No one expects 21st century schools to go back to teaching the “Three Rs,” in a one-room school house, but the lack of focus on the basics is manifesting itself in other ways that are troubling. Eric Effron in The Week magazine editorialized about how a growing number of school districts from Toledo to Palm Beach to Burlington, Vt. are joining the movement to do away with high school valedictorians.

Concerned that the valedictorian tradition breeds unhealthy competition, many schools are either forgoing the name of a valediction altogether or giving the title to everyone who achieves a certain grade point average. Last year a Fairfax, Va. high school graduated 41 valedictorians while a high school in Fresno, Calif. graduated 58 of them.

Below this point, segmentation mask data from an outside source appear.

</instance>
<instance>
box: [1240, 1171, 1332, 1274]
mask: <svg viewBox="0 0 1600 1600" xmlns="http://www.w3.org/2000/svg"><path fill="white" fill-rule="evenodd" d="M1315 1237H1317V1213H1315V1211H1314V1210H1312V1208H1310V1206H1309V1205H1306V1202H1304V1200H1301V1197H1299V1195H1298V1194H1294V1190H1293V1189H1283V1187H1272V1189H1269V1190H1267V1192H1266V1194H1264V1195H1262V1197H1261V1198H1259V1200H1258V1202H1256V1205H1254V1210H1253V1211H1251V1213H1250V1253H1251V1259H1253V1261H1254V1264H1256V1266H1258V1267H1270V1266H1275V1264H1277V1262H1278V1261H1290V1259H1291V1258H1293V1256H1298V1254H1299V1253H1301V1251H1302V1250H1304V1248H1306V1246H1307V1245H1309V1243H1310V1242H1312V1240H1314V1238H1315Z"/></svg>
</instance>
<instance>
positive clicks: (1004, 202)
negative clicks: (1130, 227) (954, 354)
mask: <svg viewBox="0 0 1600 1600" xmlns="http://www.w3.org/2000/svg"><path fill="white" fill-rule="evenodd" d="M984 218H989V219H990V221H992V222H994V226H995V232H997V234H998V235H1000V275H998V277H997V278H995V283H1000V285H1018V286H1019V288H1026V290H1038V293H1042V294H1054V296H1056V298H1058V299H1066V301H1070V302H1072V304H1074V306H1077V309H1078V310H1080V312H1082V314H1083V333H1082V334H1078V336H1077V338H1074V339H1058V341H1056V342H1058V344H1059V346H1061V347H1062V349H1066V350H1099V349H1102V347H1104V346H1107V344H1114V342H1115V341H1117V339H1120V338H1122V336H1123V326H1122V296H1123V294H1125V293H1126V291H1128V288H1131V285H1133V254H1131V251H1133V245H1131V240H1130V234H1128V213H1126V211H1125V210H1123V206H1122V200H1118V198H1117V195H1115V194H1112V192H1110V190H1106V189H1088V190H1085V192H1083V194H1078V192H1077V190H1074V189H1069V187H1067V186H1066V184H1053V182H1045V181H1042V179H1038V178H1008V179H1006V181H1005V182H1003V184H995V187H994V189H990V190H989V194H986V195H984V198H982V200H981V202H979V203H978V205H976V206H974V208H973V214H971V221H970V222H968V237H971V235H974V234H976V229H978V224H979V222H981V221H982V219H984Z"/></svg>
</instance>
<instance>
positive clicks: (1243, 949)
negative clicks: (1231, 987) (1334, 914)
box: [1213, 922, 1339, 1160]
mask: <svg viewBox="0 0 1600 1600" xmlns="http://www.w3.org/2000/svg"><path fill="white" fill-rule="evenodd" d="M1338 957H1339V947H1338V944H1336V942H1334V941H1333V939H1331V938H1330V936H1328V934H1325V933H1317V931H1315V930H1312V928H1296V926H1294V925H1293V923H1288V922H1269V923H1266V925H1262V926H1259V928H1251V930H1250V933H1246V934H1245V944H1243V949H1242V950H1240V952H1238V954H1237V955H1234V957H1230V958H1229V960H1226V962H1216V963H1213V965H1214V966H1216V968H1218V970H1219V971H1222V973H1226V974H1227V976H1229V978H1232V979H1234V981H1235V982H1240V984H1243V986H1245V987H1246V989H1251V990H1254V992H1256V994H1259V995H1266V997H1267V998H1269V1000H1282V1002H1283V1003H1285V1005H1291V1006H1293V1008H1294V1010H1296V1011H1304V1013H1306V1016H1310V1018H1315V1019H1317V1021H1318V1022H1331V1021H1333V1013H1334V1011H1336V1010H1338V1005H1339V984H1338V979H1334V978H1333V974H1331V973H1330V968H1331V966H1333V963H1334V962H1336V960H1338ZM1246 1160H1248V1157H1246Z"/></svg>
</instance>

It appears that many of our public schools are focusing on non-academic matters and on building a student’s self-esteem rather than educating. Perhaps it’s OK to give every first-grader a ribbon for simply participating in class, but aren’t we doing our kids a great disservice by rewarding mediocrity while at the same time inflating their sense of self?

As a result, our kids aren’t prepared to meet many of the challenges they will face shortly after graduation from high school. Sooner or later life is going to compel them to read and understand an apartment lease, grasp the concept of compound interest and balance a checkbook.

But the really sad truth can be found in a recent Gallup Poll that concluded, “More than thre- quarters of American parents were satisfied with the quality of the education their child was receiving in their public school.”

To quote John Stossel from the aforementioned ABC TV special, “These parents just don’t know any better.” And therein lays the real indictment.

Quote of the day: “The size of our troubles generally depends on whether they are coming or going.”